Ghetto isn’t just about struggle and disenfranchisement, though. Ghetto is the flower blooming in the sidewalk cracks. Ghetto is our love language, a patois so specific and rooted in place that if you know, you can hear when someone is from the Bronx or Brooklyn or Harlem. Ghetto is our aura, our style, our stease. It’s our music, our beats, built on the backbones of jazz, rhythm and blues, and dancehall. There’s a reason why Donny Hathaway, Stevie Wonder, and Rick James all sang songs about the ghetto.
Ghetto isn’t about excluding people. It’s about telling the rest of the world, we are here, we’ve been here. We’re going to serve what we feel like dishing out especially when many fail to acknowledge our existence.
Ghetto is so you don’t forget who you’re talking to. Ghetto is so we center where we’re from and why we do what we do.
Ok, now on to my thoughts on a couple of recipes.
I made a meal for my partner and a couple of friends. I was cooking gluten-free and vegan, so my choices were a bit limited. My choice was Curry Chickpeas and State Greens (a version of collard greens). The curry chickpeas have a smooth, deep warming curry flavor with a solid amount of spice (though, the next day, the spice has bloomed to near fire-breathing status). The state greens/collard greens were subtly complex with toasted sesame oil, ginger, honey and liquid aminos pulling their weight.

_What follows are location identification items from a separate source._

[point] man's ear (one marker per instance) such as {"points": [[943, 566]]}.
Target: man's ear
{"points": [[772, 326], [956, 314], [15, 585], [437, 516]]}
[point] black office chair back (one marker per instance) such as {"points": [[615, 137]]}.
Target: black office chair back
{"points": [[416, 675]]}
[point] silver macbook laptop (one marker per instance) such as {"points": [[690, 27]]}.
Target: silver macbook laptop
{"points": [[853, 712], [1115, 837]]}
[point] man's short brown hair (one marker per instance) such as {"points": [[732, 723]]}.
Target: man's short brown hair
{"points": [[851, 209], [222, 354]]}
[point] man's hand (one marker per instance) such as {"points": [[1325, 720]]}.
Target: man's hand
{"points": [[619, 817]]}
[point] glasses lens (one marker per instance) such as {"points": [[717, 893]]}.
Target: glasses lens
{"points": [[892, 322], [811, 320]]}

My partner was equally inspired and made a dish from the book, too. She made Chili Lime Liberation Pasta, and it was fantastic. A nice balance of citrus and spice with the weight of light pasta makes for a nearly complete meal in a single dish.
Some powerful writing is in these pages; do yourself a favor, slow down and take some time with the contents. Yes, you will learn some great recipes and your culinary palette will expand but more importantly, you may look at your meals and eating habits in a new light.